Comment by mewpmewp2

6 months ago

I think more accurate would be that humans are functions that generate actions or behaviours that have been shaped by how likely they are to lead to procreation and survival.

But ultimately LLMs also in a way are trained for survival, since an LLM that fails the tests might not get used in future iterations. So for LLMs it is also survival that is the primary driver, then there will be the subgoals. Seemingly good next token prediction might or might not increase survival odds.

Essentially there could arise a mechanism where they are not really truly trying to generate the likeliest token (because there actually isn't one or it can't be determined), but whatever system will survive.

So an LLM that yields in perfect theoretical tokens (we really can't verify though what are the perfect tokens), could be less likely to survive than an LLM that develops an internal quirk, but the quirk makes them most likely to be chosen for the next iterations.

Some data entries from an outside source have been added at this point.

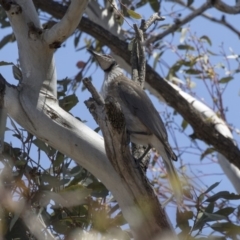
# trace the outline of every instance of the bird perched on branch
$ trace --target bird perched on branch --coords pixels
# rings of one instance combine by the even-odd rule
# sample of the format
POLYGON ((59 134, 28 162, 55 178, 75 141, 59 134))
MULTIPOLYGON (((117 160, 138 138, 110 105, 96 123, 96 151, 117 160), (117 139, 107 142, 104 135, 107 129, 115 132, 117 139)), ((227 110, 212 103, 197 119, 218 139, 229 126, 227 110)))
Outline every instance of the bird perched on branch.
POLYGON ((182 187, 174 168, 177 156, 168 143, 168 135, 159 113, 145 91, 124 76, 122 69, 110 55, 89 52, 106 73, 101 95, 113 97, 121 106, 131 142, 154 147, 161 155, 178 202, 182 201, 182 187))

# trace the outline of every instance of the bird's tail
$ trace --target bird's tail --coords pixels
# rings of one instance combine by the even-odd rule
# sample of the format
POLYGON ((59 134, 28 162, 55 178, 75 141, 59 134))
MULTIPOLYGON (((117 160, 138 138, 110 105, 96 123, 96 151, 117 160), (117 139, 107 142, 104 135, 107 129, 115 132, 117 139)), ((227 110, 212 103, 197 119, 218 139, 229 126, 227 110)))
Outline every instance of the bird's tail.
MULTIPOLYGON (((166 153, 166 152, 165 152, 166 153)), ((168 179, 171 183, 173 192, 174 192, 174 196, 177 200, 178 204, 181 204, 183 201, 183 191, 182 191, 182 186, 180 183, 180 179, 178 177, 177 171, 173 165, 173 162, 171 160, 171 158, 166 154, 161 154, 167 173, 168 173, 168 179)))

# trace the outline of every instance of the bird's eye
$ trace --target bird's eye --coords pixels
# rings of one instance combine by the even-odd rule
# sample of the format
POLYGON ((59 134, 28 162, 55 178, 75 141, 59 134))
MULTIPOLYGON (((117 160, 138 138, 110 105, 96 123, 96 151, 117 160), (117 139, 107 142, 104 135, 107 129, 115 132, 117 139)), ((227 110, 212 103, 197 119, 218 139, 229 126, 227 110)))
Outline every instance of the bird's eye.
POLYGON ((112 56, 110 56, 110 55, 103 54, 103 56, 104 56, 104 57, 107 57, 107 58, 109 58, 109 59, 112 59, 112 56))

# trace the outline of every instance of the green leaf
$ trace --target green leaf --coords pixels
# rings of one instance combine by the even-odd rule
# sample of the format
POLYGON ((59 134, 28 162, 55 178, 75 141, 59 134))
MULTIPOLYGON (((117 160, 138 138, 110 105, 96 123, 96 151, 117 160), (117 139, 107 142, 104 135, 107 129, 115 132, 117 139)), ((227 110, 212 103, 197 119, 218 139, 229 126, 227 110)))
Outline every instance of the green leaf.
POLYGON ((64 161, 64 155, 61 152, 57 152, 55 161, 53 162, 53 167, 59 167, 64 161))
POLYGON ((228 83, 233 80, 233 77, 224 77, 219 80, 219 83, 228 83))
POLYGON ((187 32, 188 32, 188 28, 182 28, 182 30, 181 30, 181 37, 180 37, 180 43, 183 43, 185 41, 187 32))
POLYGON ((208 36, 203 35, 200 37, 200 40, 206 41, 210 46, 212 46, 212 42, 208 36))
MULTIPOLYGON (((205 213, 211 214, 214 210, 214 203, 209 203, 208 206, 204 209, 204 212, 199 212, 197 216, 196 224, 193 226, 194 230, 202 229, 207 222, 207 215, 205 213)), ((211 221, 211 219, 209 219, 211 221)))
MULTIPOLYGON (((218 232, 227 232, 227 233, 235 233, 238 234, 240 232, 240 226, 237 226, 231 222, 218 222, 211 225, 211 228, 218 232)), ((231 238, 236 239, 236 238, 231 238)))
POLYGON ((109 193, 107 188, 101 182, 93 182, 88 185, 88 188, 93 190, 92 196, 97 198, 99 197, 105 198, 109 193))
POLYGON ((22 211, 25 207, 24 200, 22 199, 20 202, 18 202, 18 208, 17 211, 15 211, 14 217, 12 218, 9 226, 9 230, 11 231, 17 220, 19 219, 20 215, 22 214, 22 211))
POLYGON ((78 103, 76 94, 71 94, 59 100, 59 105, 67 112, 69 112, 78 103))
POLYGON ((212 147, 210 147, 210 148, 207 148, 202 154, 201 154, 201 160, 204 158, 204 157, 206 157, 208 154, 211 154, 211 153, 213 153, 213 152, 215 152, 216 150, 215 150, 215 148, 212 148, 212 147))
POLYGON ((156 69, 156 66, 157 66, 157 63, 158 63, 158 60, 159 58, 163 55, 163 51, 158 53, 155 57, 154 57, 154 62, 153 62, 153 69, 155 70, 156 69))
POLYGON ((4 36, 4 37, 2 38, 2 40, 0 41, 0 49, 3 48, 7 43, 12 42, 12 41, 13 41, 13 35, 12 35, 12 33, 4 36))
POLYGON ((131 9, 127 9, 127 12, 132 18, 135 18, 135 19, 141 19, 142 18, 142 16, 140 14, 134 12, 131 9))
POLYGON ((205 192, 204 194, 212 191, 214 188, 216 188, 218 185, 220 184, 220 182, 215 182, 214 184, 212 184, 205 192))
POLYGON ((227 200, 238 200, 240 199, 240 195, 229 193, 228 191, 221 191, 206 199, 205 202, 216 202, 219 198, 227 200))
POLYGON ((154 12, 159 12, 160 2, 158 0, 149 0, 149 4, 154 12))
POLYGON ((219 214, 216 214, 216 213, 207 213, 207 212, 205 212, 204 215, 206 215, 208 217, 206 219, 206 222, 227 220, 226 216, 219 215, 219 214))
POLYGON ((179 211, 177 210, 177 226, 181 228, 182 230, 189 226, 188 220, 193 218, 193 212, 192 211, 179 211))
POLYGON ((232 214, 234 211, 235 211, 235 208, 226 207, 226 208, 222 208, 222 209, 214 212, 214 214, 223 215, 223 216, 227 217, 228 215, 232 214))
POLYGON ((194 47, 188 45, 188 44, 180 44, 178 45, 179 50, 195 50, 194 47))
POLYGON ((185 119, 183 119, 181 126, 184 131, 186 129, 186 127, 188 126, 188 122, 185 119))

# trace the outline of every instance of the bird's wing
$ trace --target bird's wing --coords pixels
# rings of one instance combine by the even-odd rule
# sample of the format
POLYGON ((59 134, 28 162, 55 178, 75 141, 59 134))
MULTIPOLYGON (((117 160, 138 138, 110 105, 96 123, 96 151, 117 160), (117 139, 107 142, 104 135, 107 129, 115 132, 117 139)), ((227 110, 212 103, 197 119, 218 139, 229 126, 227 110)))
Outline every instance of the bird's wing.
POLYGON ((168 144, 167 131, 159 113, 153 106, 145 91, 135 82, 122 78, 115 82, 116 90, 121 100, 129 110, 162 142, 169 157, 176 160, 177 157, 168 144))

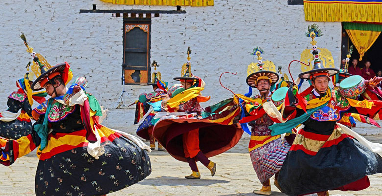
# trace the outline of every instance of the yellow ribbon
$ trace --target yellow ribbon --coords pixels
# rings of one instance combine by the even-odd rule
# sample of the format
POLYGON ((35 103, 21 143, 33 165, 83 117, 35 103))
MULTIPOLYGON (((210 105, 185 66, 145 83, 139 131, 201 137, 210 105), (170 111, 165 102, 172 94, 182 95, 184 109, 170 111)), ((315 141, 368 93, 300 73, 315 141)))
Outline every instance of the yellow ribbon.
POLYGON ((29 105, 32 106, 33 105, 33 99, 32 98, 33 93, 32 92, 32 88, 30 87, 30 85, 29 84, 29 80, 27 79, 24 78, 24 83, 25 83, 25 87, 26 89, 26 95, 28 96, 28 100, 29 101, 29 105))
POLYGON ((350 106, 352 107, 371 109, 371 107, 374 105, 374 103, 372 102, 369 101, 368 100, 364 100, 362 101, 360 101, 347 98, 346 98, 346 100, 349 102, 349 104, 350 104, 350 106))
MULTIPOLYGON (((307 104, 306 109, 314 108, 317 107, 319 107, 327 102, 330 100, 332 98, 332 91, 330 90, 330 88, 328 87, 326 90, 326 95, 322 98, 315 98, 308 101, 307 104)), ((301 106, 300 105, 297 105, 297 108, 299 109, 302 109, 301 106)))
POLYGON ((203 91, 204 89, 204 88, 194 87, 185 90, 171 98, 166 103, 170 107, 176 107, 180 104, 196 98, 196 96, 199 95, 200 91, 203 91))

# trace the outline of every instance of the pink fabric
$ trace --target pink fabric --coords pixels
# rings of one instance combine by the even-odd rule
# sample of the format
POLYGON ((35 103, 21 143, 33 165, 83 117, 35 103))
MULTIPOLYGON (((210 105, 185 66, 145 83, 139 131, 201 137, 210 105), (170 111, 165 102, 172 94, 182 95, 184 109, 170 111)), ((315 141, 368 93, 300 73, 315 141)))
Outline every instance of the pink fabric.
POLYGON ((362 71, 359 67, 357 66, 354 69, 354 67, 353 65, 349 66, 349 74, 351 74, 353 75, 359 75, 362 76, 362 71))
POLYGON ((366 69, 365 68, 362 69, 362 77, 365 80, 370 80, 370 79, 374 77, 375 76, 375 73, 371 68, 369 68, 369 69, 366 69), (366 71, 370 73, 370 75, 366 74, 366 71))

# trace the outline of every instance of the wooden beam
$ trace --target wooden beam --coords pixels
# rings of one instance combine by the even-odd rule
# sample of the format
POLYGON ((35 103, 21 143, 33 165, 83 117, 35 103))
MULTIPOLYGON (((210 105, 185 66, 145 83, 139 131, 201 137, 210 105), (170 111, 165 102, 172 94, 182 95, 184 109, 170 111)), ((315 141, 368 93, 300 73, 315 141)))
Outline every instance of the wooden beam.
POLYGON ((304 5, 304 0, 288 0, 288 5, 304 5))
POLYGON ((142 10, 140 9, 106 10, 80 9, 80 13, 111 13, 134 14, 186 14, 186 10, 142 10))

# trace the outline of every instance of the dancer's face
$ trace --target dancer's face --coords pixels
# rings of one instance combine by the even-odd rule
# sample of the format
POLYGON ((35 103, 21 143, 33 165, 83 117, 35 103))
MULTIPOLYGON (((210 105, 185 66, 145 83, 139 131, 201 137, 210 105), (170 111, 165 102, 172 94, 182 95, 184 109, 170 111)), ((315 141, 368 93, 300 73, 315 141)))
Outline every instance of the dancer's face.
POLYGON ((47 91, 47 93, 52 98, 55 98, 56 97, 56 94, 54 93, 54 87, 51 84, 45 84, 44 85, 44 88, 45 88, 45 91, 47 91))
POLYGON ((263 79, 258 82, 257 90, 261 94, 269 93, 269 81, 268 80, 263 79))
POLYGON ((329 84, 329 79, 327 77, 318 77, 312 84, 316 91, 320 93, 325 93, 329 84))
POLYGON ((182 86, 183 86, 183 87, 184 87, 185 89, 189 89, 192 86, 192 83, 187 82, 185 81, 181 81, 180 84, 181 84, 182 86))

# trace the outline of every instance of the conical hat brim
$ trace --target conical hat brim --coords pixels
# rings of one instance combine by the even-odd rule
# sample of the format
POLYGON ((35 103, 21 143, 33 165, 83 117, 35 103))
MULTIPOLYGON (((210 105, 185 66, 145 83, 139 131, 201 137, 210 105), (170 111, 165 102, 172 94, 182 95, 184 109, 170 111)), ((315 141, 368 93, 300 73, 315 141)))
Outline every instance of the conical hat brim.
POLYGON ((247 84, 252 87, 256 87, 257 78, 260 76, 267 76, 272 80, 272 84, 276 84, 279 81, 279 75, 270 71, 259 71, 249 75, 246 79, 247 84))

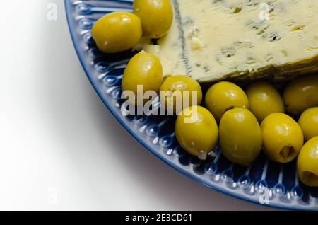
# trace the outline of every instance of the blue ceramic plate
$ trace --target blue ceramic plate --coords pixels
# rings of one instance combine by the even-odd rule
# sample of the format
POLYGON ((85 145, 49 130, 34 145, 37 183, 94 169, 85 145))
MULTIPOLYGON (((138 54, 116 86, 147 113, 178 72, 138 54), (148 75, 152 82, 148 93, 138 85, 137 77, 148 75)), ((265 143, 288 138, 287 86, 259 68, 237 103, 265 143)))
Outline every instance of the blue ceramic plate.
POLYGON ((134 53, 102 54, 90 30, 105 13, 131 11, 132 0, 66 0, 65 6, 73 42, 89 80, 116 119, 150 152, 184 175, 223 193, 282 209, 318 209, 318 189, 300 183, 295 161, 282 166, 263 154, 253 165, 244 168, 225 158, 219 146, 213 157, 201 161, 179 146, 175 117, 124 116, 120 110, 121 79, 134 53))

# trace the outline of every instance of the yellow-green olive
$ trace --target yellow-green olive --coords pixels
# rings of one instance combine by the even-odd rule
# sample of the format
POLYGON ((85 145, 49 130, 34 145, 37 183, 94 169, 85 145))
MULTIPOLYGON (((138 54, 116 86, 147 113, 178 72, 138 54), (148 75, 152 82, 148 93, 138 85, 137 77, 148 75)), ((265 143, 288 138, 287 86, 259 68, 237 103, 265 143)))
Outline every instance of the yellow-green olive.
POLYGON ((298 124, 302 129, 306 141, 318 136, 318 107, 309 108, 302 112, 298 124))
POLYGON ((160 87, 160 101, 168 112, 177 115, 189 106, 200 105, 202 90, 196 81, 187 76, 170 76, 160 87))
POLYGON ((218 142, 218 125, 212 114, 201 106, 184 109, 175 124, 177 139, 190 154, 205 160, 218 142))
POLYGON ((263 146, 271 160, 287 163, 294 160, 303 144, 304 135, 298 124, 283 113, 273 113, 261 125, 263 146))
POLYGON ((219 128, 222 151, 228 160, 248 166, 259 155, 261 128, 249 110, 237 108, 227 111, 219 128))
POLYGON ((318 75, 298 79, 289 83, 283 92, 283 99, 286 110, 295 115, 318 106, 318 75))
POLYGON ((173 21, 170 0, 135 0, 134 13, 141 20, 143 35, 151 38, 165 35, 173 21))
POLYGON ((302 148, 297 161, 300 180, 306 185, 318 187, 318 137, 310 139, 302 148))
POLYGON ((255 82, 247 89, 249 110, 259 122, 274 112, 285 112, 284 103, 278 91, 269 83, 255 82))
POLYGON ((206 105, 218 121, 226 110, 233 108, 249 108, 249 100, 237 85, 222 81, 213 85, 206 95, 206 105))
POLYGON ((131 13, 111 13, 96 21, 92 35, 101 52, 123 52, 133 47, 139 41, 142 35, 141 22, 131 13))
POLYGON ((159 91, 163 79, 163 67, 159 59, 153 54, 140 52, 128 63, 124 71, 122 87, 123 91, 131 91, 135 94, 135 103, 137 99, 141 100, 137 103, 140 105, 144 103, 146 91, 159 91))

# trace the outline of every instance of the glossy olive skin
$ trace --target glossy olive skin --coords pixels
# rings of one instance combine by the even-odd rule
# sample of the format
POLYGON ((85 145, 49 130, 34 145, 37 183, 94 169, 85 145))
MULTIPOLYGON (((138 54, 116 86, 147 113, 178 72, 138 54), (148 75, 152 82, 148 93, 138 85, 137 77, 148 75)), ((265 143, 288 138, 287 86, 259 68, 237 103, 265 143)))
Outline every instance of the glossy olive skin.
POLYGON ((206 93, 205 103, 217 121, 226 110, 233 108, 249 108, 249 100, 243 90, 236 84, 221 81, 213 85, 206 93))
POLYGON ((302 148, 297 161, 300 180, 306 185, 318 187, 318 137, 310 139, 302 148))
POLYGON ((318 107, 305 110, 299 118, 298 124, 306 141, 318 136, 318 107))
POLYGON ((122 88, 124 91, 131 91, 135 94, 135 100, 141 99, 137 105, 144 103, 143 93, 147 91, 158 92, 163 83, 163 66, 159 59, 151 54, 140 52, 128 63, 124 71, 122 88), (142 86, 139 90, 138 86, 142 86), (137 95, 142 98, 137 98, 137 95))
POLYGON ((141 22, 137 16, 131 13, 111 13, 95 23, 92 35, 101 52, 123 52, 139 41, 142 35, 141 22))
POLYGON ((263 146, 273 161, 287 163, 294 160, 304 144, 304 135, 298 124, 283 113, 273 113, 261 125, 263 146))
POLYGON ((218 142, 218 129, 212 114, 201 106, 184 109, 175 124, 177 139, 181 146, 192 155, 205 160, 218 142))
POLYGON ((251 164, 261 149, 261 133, 257 120, 247 109, 227 111, 220 122, 220 142, 224 156, 242 166, 251 164))
POLYGON ((173 21, 170 0, 135 0, 134 13, 141 20, 143 36, 151 38, 165 35, 173 21))
POLYGON ((289 83, 283 91, 283 99, 287 112, 295 115, 318 106, 318 75, 300 78, 289 83))
POLYGON ((255 82, 246 91, 249 99, 249 110, 259 123, 269 115, 285 112, 283 99, 278 91, 271 83, 265 81, 255 82))
POLYGON ((172 76, 160 87, 160 101, 169 112, 178 115, 183 109, 201 104, 202 90, 196 81, 187 76, 172 76))

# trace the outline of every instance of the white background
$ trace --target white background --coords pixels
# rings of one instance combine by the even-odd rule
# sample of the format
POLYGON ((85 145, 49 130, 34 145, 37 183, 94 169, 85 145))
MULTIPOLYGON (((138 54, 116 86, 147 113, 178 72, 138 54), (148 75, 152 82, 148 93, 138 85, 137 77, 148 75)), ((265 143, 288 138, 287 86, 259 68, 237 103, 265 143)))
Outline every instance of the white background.
POLYGON ((5 1, 0 25, 0 209, 269 209, 184 177, 120 127, 81 67, 62 0, 5 1))

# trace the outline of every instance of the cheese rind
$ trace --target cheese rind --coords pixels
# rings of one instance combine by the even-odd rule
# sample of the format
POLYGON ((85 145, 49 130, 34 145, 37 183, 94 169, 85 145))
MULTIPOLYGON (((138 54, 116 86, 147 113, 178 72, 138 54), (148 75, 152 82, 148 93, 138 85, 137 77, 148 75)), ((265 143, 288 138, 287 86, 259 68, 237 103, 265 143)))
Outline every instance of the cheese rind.
POLYGON ((318 71, 318 0, 172 0, 155 52, 165 76, 199 81, 318 71))

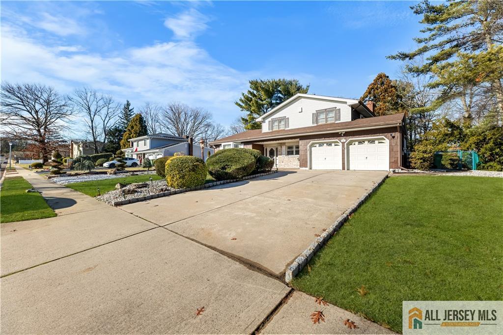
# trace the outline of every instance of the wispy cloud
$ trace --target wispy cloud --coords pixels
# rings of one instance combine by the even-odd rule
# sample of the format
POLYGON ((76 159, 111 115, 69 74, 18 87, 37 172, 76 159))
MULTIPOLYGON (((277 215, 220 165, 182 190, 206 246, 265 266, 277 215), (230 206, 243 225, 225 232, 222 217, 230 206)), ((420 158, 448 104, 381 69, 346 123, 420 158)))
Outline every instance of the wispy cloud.
POLYGON ((179 40, 192 40, 208 28, 210 19, 194 8, 191 8, 174 17, 169 17, 164 25, 173 31, 179 40))

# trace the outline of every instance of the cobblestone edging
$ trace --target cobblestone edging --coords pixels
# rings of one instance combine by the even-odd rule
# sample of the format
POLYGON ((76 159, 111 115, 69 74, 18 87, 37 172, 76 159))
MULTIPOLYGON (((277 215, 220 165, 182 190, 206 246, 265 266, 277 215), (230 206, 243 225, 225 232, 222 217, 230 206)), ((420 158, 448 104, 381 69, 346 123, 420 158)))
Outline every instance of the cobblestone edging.
POLYGON ((348 220, 349 216, 356 211, 360 206, 362 205, 365 201, 368 199, 370 195, 373 193, 379 188, 379 186, 382 185, 384 181, 389 177, 392 174, 390 173, 385 176, 377 184, 374 185, 368 192, 365 193, 361 198, 357 201, 356 203, 349 208, 346 212, 337 219, 335 222, 331 225, 328 229, 323 232, 319 237, 317 237, 314 241, 311 243, 307 249, 300 254, 300 256, 297 258, 290 266, 287 268, 285 272, 285 281, 290 283, 292 281, 293 277, 295 277, 298 273, 300 272, 307 264, 307 262, 311 260, 314 254, 326 243, 330 238, 332 237, 344 224, 344 222, 348 220))
POLYGON ((178 190, 168 191, 165 192, 161 192, 160 193, 155 193, 153 194, 150 194, 150 195, 145 196, 144 197, 139 197, 138 198, 131 198, 130 199, 127 199, 124 200, 121 200, 120 201, 115 201, 114 202, 113 205, 114 206, 122 206, 123 205, 127 205, 128 204, 133 204, 135 202, 138 202, 139 201, 144 201, 145 200, 150 200, 152 199, 162 198, 162 197, 167 197, 170 195, 173 195, 174 194, 178 194, 179 193, 184 193, 185 192, 188 192, 191 191, 196 191, 196 190, 201 190, 202 189, 207 189, 210 187, 213 187, 213 186, 216 186, 217 185, 221 185, 224 184, 228 184, 229 183, 234 183, 234 182, 238 182, 241 180, 246 180, 247 179, 252 179, 252 178, 256 178, 257 177, 262 177, 263 176, 267 176, 268 175, 272 175, 272 174, 275 174, 276 172, 277 172, 277 171, 271 171, 270 172, 265 172, 263 174, 259 174, 258 175, 247 176, 245 177, 240 178, 239 179, 229 179, 228 180, 221 180, 219 182, 213 182, 213 183, 208 183, 203 185, 199 185, 199 186, 194 186, 194 187, 188 187, 186 189, 178 189, 178 190))

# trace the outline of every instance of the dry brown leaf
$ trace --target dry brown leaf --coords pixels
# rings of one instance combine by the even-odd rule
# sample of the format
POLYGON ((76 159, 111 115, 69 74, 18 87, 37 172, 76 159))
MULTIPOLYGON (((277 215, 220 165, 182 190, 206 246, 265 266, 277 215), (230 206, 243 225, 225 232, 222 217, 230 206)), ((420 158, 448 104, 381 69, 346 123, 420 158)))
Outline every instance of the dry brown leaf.
POLYGON ((321 305, 323 304, 323 306, 328 306, 328 303, 323 300, 323 297, 319 297, 318 298, 316 298, 316 303, 318 305, 321 305))
POLYGON ((356 329, 357 328, 360 327, 356 325, 354 321, 350 321, 349 319, 346 319, 344 320, 344 325, 348 327, 348 328, 349 328, 350 329, 356 329))
POLYGON ((325 322, 325 315, 323 315, 323 311, 315 310, 313 312, 312 314, 311 314, 311 320, 313 321, 313 323, 314 324, 320 323, 320 321, 321 321, 325 322))
POLYGON ((362 297, 369 293, 369 291, 367 290, 364 285, 362 285, 361 287, 359 289, 357 289, 356 290, 358 291, 358 293, 362 297))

If the system was complex enough and could accidentally develop quirks that yield in a meaningfully positive change although not in necessarily next token prediction accuracy, could be ways for some interesting emergent black box behaviour to arise.

> But ultimately LLMs also in a way are trained for survival, since an LLM that fails the tests might not get used in future iterations. So for LLMs it is also survival that is the primary driver, then there will be the subgoals.

I think this is sometimes semi-explicit too. For example, this 2017 OpenAI paper on Evolutionary Algorithms [0] was pretty influential, and I suspect (although I'm an outsider to this field so take it with a grain of salt) that some versions of reinforcement learning that scale for aligning LLMs borrow some performance tricks from OpenAIs genetic approach.

[0] https://openai.com/index/evolution-strategies/

> Seemingly good next token prediction might or might not increase survival odds.

Our own consciousness comes out of an evolutionary fitness landscape in which _our own_ ability to "predict next token" became a survival advantage, just like it is for LLMs. Imagine the tribal environment: one chimpanzee being able to predict the actions of another gives that first chimpanzee a resources and reproduction advantage. Intelligence in nature is a consequence of runaway evolution optimizing fidelity of our _theory of mind_! "Predict next ape action" eerily similar to "predict next token"!